The database is being unbundled. Historically, a database like Snowflake sold both data storage & a query engine (& the computing power to execute the query). That’s step 1 above.
But, customers are pushing for a deeper separation of compute & storage. The recent Snowflake earnings call highlighted the trend. Larger customers prefer open formats for interoperability (step 2 & 3).
A lot of big customers want to have open file formats to give them the options…So data interoperability is very much a thing and our AI products can generally act on data that is sitting in cloud storage as well.
We do expect a number of our large customers are going to adopt Iceberg formats and move their data out of Snowflake where we lose that storage revenue and also the compute revenue associated with moving that data into Snowflake.
Instead of locking the data in one database, customers prefer to have it in open formats like Apache Arrow, Apache Parquet, Apache Iceberg.
As data use inside of an enterprise has expanded, so has the diversity of demands on that data.
Rather than copying it each time for a different purpose whether it’s exploratory analytics, business intelligence, or AI workloads, why not centralize the data and then have many different systems access it?
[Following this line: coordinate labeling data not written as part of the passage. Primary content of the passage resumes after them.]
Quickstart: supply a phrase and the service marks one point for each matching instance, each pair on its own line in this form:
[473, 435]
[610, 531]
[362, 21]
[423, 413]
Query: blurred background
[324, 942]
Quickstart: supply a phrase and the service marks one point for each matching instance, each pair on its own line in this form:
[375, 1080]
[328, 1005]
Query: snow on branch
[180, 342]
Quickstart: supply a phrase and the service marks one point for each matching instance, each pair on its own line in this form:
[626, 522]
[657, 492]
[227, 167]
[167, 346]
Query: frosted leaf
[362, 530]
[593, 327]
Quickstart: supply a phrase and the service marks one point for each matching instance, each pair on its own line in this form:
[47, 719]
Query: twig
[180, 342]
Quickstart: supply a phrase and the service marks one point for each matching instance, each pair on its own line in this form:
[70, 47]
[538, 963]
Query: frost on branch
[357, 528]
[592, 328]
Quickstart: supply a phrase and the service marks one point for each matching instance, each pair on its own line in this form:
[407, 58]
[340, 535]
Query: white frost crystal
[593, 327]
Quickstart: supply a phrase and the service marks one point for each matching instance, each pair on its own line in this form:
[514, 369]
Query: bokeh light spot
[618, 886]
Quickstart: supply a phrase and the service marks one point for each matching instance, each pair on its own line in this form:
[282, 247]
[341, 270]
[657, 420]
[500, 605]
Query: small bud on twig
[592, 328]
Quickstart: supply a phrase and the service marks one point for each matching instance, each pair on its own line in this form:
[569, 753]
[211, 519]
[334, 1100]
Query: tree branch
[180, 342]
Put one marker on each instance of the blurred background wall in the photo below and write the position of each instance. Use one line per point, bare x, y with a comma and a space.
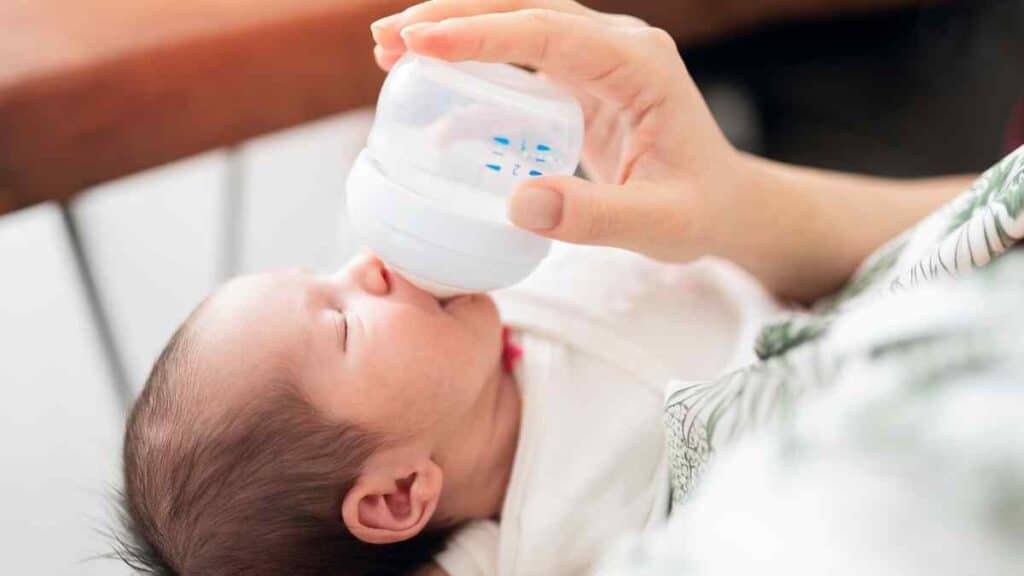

This saves money : Storage is about $280m-300m overall for Snowflake.
As a reminder, about 10% to 11% of our overall revenue is associated with storage.
But it also simplifies architectures.
It also ushers in an epoch where the query engines will compete for different workloads with price & performance. Snowflake may be better for large-scale BI ; Databricks’ Spark for AI data pipelines ; MotherDuck for interactive analytics.
Data warehouse vendors have marketed the separation of storage & compute in the past. But, that message was about scaling the system to handle bigger data within their own product.
Customers demand a deeper separation – a world in which databases don’t charge for storage.